Keep it simple ... life is long .... first question is: Was your X appalled. If yes, then make sure you ask him how he handled it and and what he said to your X sil.

If you and your X are on the same page and X addressed the inappropriate discipline (I agree, btw, waaaay out of line). Then that is that. She has been told that you and your X don't use that form of discipline and that it is unacceptable and won't be tolerated.

If your X and you are not on the same page then there needs to be further discussion with your X. If you can't come to agreement then you probably need to talk it through with a mediator if there needs to be a specific change to your parenting plan regarding forms of discipline and who can care for your child solo.

One step at a time. I would not go ballistic yet and not directly with your x sil until you have worked it through with your X.

Believe me, I understand.

M
post #14 of 49
Quote:
Originally Posted by bigeyes View Post
grrrrrrrrrrrrr!

imo, that is child abuse

Actually in many states that IS child abuse. You could call DCFS and find out if you really want to pursue this. Your child was assaulted, plain and simple and it would be a cold day in hell before the SIL ever saw my child again.

Me? I'd call and report her for child abuse. I wouldn't give a hoot who it might piss off.

Poor baby... I'm so sorry for him...
post #15 of 49
That is awful! I'm so sorry for you and your little man.
post #16 of 49
Wow, that's horrible! My dad did that once, and I'll never forget it, it was the worst thing and so unfair. It's not like little kids come up with those words on their own, I had heard the "bad word" out of my own dad's mouth.

I agree with others, this might warrant a CPS report. It wouldn't effect your ex, just his sister, but might really make them realize that even though DS is far away from you, you are still keeping an eye on him and his care and that they have to abide by certain standards.

Sorry to hear about this!
post #17 of 49
I hope both of your little ones are okay.

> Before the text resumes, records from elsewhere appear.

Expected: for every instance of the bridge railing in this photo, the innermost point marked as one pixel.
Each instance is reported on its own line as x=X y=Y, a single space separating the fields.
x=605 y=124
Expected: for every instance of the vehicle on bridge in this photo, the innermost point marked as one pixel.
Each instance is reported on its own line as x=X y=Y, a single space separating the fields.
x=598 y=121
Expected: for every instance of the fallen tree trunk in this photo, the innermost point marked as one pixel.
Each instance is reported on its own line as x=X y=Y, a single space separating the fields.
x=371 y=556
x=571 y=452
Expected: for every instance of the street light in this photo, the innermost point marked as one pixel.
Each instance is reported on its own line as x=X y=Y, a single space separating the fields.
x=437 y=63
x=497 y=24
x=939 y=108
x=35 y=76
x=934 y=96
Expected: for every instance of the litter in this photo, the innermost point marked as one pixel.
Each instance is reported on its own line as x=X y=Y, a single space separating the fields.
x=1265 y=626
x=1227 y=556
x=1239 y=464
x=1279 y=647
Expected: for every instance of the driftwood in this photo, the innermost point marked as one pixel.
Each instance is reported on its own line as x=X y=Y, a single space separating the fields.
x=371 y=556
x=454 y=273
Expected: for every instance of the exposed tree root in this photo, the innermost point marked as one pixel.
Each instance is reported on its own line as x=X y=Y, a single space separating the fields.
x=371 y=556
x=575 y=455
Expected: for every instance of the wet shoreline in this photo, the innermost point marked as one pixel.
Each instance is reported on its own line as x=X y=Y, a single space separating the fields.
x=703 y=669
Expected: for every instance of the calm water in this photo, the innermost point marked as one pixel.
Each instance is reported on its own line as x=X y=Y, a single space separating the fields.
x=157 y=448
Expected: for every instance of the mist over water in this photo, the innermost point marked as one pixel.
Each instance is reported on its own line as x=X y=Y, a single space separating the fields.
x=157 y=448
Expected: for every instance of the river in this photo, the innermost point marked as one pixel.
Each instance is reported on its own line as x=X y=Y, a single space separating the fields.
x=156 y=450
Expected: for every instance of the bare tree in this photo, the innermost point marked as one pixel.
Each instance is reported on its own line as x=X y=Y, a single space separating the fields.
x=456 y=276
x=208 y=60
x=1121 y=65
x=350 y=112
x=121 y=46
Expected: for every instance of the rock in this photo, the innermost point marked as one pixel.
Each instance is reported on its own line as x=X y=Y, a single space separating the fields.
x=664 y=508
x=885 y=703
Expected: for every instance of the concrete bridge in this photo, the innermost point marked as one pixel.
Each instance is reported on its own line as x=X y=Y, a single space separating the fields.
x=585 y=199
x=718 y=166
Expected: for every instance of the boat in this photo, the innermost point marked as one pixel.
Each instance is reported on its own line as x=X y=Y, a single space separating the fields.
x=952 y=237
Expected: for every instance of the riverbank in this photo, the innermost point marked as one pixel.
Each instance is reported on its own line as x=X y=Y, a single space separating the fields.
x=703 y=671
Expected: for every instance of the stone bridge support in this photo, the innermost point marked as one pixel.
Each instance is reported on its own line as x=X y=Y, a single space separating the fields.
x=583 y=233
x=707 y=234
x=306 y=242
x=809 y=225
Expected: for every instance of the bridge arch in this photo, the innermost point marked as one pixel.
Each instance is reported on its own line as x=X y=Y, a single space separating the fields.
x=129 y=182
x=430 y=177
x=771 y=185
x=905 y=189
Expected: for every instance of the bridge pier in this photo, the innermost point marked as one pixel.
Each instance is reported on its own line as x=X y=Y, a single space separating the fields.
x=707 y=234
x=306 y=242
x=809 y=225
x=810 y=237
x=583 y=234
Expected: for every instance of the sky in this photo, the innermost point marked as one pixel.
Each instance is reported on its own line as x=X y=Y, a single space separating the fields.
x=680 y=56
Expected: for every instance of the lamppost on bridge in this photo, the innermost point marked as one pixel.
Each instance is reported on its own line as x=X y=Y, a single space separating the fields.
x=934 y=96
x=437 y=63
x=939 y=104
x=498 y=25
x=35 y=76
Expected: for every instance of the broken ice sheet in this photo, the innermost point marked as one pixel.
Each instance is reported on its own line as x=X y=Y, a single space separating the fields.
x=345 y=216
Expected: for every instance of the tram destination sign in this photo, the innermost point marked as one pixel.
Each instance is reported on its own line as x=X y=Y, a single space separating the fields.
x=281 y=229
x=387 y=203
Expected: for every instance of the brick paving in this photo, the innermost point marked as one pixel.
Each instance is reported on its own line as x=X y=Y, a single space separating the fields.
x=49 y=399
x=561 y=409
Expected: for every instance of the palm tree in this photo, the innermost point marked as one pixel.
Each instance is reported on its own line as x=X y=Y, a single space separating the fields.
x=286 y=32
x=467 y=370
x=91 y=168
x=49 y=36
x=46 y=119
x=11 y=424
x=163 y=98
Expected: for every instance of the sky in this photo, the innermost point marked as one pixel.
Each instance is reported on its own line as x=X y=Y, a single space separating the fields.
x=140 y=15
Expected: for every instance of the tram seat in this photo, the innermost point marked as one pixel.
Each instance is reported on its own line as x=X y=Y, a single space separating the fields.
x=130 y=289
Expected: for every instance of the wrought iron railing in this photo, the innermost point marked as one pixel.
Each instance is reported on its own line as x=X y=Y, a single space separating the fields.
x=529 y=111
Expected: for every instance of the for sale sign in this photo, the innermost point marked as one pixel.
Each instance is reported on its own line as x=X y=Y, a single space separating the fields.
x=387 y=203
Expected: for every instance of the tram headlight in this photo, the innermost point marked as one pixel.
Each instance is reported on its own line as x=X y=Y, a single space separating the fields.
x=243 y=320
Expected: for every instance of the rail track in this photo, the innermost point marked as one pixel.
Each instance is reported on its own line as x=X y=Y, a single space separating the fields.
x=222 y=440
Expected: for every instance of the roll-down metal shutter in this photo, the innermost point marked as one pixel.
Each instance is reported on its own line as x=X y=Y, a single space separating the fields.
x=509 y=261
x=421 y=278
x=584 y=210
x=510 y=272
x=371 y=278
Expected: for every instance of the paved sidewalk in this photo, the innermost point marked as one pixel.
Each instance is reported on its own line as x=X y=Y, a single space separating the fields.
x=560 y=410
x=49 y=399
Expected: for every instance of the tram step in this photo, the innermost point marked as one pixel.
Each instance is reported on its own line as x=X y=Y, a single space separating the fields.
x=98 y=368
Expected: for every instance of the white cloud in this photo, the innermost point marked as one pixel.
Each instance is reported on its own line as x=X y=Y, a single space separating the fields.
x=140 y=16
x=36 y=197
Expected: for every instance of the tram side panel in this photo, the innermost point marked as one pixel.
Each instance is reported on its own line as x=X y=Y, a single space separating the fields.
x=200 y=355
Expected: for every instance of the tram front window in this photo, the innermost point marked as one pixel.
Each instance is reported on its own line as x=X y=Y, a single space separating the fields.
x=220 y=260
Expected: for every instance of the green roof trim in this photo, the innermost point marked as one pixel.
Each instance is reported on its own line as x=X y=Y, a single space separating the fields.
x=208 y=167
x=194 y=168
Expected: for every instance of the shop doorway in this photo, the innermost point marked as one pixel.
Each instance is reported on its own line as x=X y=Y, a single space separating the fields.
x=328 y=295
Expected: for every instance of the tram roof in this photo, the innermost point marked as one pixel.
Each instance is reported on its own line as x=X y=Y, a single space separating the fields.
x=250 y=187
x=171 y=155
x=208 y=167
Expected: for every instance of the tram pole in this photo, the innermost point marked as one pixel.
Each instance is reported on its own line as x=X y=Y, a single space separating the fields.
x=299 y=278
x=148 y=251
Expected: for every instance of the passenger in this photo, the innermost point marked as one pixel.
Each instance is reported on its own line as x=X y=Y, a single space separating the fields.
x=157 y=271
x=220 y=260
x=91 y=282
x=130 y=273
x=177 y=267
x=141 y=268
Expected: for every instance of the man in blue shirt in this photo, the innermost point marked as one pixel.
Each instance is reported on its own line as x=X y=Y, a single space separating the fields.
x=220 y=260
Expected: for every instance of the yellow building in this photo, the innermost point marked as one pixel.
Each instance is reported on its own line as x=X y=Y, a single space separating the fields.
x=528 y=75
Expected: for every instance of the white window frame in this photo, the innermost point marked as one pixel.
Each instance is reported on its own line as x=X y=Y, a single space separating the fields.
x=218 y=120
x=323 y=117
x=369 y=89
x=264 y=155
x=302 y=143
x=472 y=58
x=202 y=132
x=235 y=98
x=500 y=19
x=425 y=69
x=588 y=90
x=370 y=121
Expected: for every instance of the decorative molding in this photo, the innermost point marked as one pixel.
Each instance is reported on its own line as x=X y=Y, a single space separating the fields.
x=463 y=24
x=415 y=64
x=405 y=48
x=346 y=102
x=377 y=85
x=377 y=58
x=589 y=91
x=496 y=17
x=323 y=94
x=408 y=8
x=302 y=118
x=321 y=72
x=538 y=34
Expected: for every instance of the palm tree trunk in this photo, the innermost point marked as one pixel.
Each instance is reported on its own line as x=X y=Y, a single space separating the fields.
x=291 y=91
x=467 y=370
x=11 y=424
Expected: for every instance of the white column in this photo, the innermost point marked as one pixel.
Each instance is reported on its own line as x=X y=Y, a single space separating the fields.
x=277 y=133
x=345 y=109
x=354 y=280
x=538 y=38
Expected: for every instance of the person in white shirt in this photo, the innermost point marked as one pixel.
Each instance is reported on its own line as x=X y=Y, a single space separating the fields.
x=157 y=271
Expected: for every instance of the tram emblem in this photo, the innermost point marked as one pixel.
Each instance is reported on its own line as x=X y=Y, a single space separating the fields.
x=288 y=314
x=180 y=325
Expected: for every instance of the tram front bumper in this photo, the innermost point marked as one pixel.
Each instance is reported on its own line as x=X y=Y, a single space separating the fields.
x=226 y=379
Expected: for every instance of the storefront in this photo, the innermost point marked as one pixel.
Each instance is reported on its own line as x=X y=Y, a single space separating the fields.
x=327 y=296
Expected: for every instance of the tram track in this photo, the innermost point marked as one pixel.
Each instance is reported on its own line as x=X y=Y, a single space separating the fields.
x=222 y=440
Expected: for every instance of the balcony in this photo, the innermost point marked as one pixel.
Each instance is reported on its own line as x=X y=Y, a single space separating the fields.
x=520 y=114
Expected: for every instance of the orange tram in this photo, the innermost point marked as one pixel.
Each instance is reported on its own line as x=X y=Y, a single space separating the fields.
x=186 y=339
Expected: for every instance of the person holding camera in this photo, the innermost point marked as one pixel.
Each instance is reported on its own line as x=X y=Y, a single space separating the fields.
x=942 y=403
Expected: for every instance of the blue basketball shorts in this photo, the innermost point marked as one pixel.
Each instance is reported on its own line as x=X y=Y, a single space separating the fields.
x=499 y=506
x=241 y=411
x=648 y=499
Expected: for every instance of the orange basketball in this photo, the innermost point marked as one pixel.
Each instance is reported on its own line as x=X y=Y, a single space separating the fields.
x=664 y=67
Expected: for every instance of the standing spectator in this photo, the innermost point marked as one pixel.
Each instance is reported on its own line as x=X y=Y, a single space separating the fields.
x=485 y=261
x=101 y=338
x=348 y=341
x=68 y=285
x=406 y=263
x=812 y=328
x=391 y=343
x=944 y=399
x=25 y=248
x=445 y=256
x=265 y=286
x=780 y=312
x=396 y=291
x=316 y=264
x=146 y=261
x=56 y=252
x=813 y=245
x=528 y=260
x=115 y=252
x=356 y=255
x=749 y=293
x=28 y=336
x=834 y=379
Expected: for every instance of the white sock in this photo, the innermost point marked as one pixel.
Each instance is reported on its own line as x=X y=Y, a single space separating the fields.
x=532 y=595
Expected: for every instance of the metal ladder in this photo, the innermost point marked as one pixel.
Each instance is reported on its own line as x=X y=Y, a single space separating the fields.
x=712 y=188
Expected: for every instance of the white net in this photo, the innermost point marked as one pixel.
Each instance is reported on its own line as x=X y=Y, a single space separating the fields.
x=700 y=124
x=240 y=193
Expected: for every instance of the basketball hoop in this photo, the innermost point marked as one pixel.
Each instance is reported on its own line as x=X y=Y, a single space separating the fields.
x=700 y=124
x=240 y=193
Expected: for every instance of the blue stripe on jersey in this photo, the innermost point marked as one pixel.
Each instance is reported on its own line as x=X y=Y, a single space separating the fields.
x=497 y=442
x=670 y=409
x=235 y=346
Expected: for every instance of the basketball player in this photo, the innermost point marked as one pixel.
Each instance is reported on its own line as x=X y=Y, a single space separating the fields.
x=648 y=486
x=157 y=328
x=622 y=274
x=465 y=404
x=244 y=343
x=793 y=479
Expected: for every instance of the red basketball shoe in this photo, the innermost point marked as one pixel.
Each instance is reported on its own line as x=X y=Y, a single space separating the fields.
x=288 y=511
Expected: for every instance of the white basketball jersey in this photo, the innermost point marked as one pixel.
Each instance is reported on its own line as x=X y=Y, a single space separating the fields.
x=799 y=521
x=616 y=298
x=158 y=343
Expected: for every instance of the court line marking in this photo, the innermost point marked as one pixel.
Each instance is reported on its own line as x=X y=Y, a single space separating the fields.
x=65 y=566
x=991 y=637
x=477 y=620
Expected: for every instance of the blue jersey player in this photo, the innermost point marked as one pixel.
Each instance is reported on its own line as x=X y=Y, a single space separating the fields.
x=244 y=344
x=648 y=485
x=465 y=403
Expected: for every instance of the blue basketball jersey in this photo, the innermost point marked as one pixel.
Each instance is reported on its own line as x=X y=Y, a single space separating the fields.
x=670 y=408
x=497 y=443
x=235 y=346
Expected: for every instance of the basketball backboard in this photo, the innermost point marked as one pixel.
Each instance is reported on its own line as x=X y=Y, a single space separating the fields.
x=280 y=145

I would definitely talk to her, use it as an opportunity to inform and educate. Let her know it's not okay and why. I would be fairly nice about it though. No one ever hears anything in anger. And, I'm guessing she did it because it's all she knows or what she learned. It's a good time to let her know that it's not okay ever and show her a different route.

Healing & love to you and both of your boys.
post #18 of 49
This was common practice in my house growing up...just for ever "talking back". I have horrifying memories of it. I'm sorry your son went through that.
post #19 of 49
That is awful! I can't even imagine if someone did that to my babies! I am so sorry! :
post #20 of 49
I am so sorry for your dc! I would do what most of the pps said - find out if it is considered child abuse in your state and press charges if it is - and have a very direct and firm talk with her.

I can't even imagine how you must feel.